A redução da diversidade vegetal, devida à expansão das monoculturas, tem historicamente levado a grandes infestações de insetos e epidemias de doenças.
Os insetos e os patógenos encontram terreno fértil nestas áreas homogêneas devido à inexistência de controle natural. Isto leva a um aumento do uso de pesticidas, que após algum tempo perdem a eficácia devido ao surgimento de resistências. Quando um único herbicida é usado repetidamente em uma lavoura, as chances de aparecerem plantas resistentes a este herbicida aumentam significativamente.
Ao contrário da crença inicial, o glifosato não mata todas as chamadas ervas daninhas. Várias plantas são resistentes às aplicações, exigindo doses extras para a limpeza das lavouras. É o caso da trapoeraba (Commelina benghalensis ) e da corda-de-viola (Ipomea spp).

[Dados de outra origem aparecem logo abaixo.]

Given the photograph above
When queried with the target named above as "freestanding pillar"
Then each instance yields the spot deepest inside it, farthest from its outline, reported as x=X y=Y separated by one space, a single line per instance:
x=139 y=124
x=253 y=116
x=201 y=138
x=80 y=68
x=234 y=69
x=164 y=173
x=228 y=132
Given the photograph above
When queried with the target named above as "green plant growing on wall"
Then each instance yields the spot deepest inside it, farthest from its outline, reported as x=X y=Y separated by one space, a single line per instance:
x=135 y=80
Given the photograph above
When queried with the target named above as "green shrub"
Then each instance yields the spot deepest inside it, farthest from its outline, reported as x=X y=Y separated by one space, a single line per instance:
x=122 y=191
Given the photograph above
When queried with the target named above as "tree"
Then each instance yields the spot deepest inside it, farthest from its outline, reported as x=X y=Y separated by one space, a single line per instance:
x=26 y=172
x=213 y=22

Em trabalhos de campo pesquisadores brasileiros descobriram que também há resistência da poaia-branca (Richardia brasiliensis), erva-de-santa-luzia (Euphorbia pilulifera), erva-de-touro (Tridax procumbens), capim branco (Chloris dandiana) e a erva-quente (Borreria latifolia). O azevém (Lolium multiflorum), muito usado como forragem de inverno no Sul, resiste até mesmo a doses superiores a 10 litros por hectare.
O maior controle ambiental impôs uma evolução técnica que transformou os agrotóxicos em substâncias menos agressivas ao meio ambiente e para a saúde humana. De qualquer forma, reduzir o uso de agroquímicos continua sendo um alvo dos técnicos, crescentemente sensíveis ao uso de métodos naturais, não só para atender á demanda dos consumidores por alimentos mais saudáveis, mas visando também reduzir custos operacionais.
O uso de calcário, por exemplo, pode ser substituído pela produção de matéria orgânica, fruto da integração de diversas culturas, inclusive a pecuária. “Sojicultor isolado não existe mais”, afirma José Ruedell, convencido de que, junto com o plantio convencional, vai desaparecer também o maior mal trazido pela lavoura da soja: a monocultura. De fato, foi na região de Cruz Alta que se difundiu a técnica da integração lavoura-pecuária-silvicultura, pregada inicialmente por técnicos da Embrapa da Amazônia.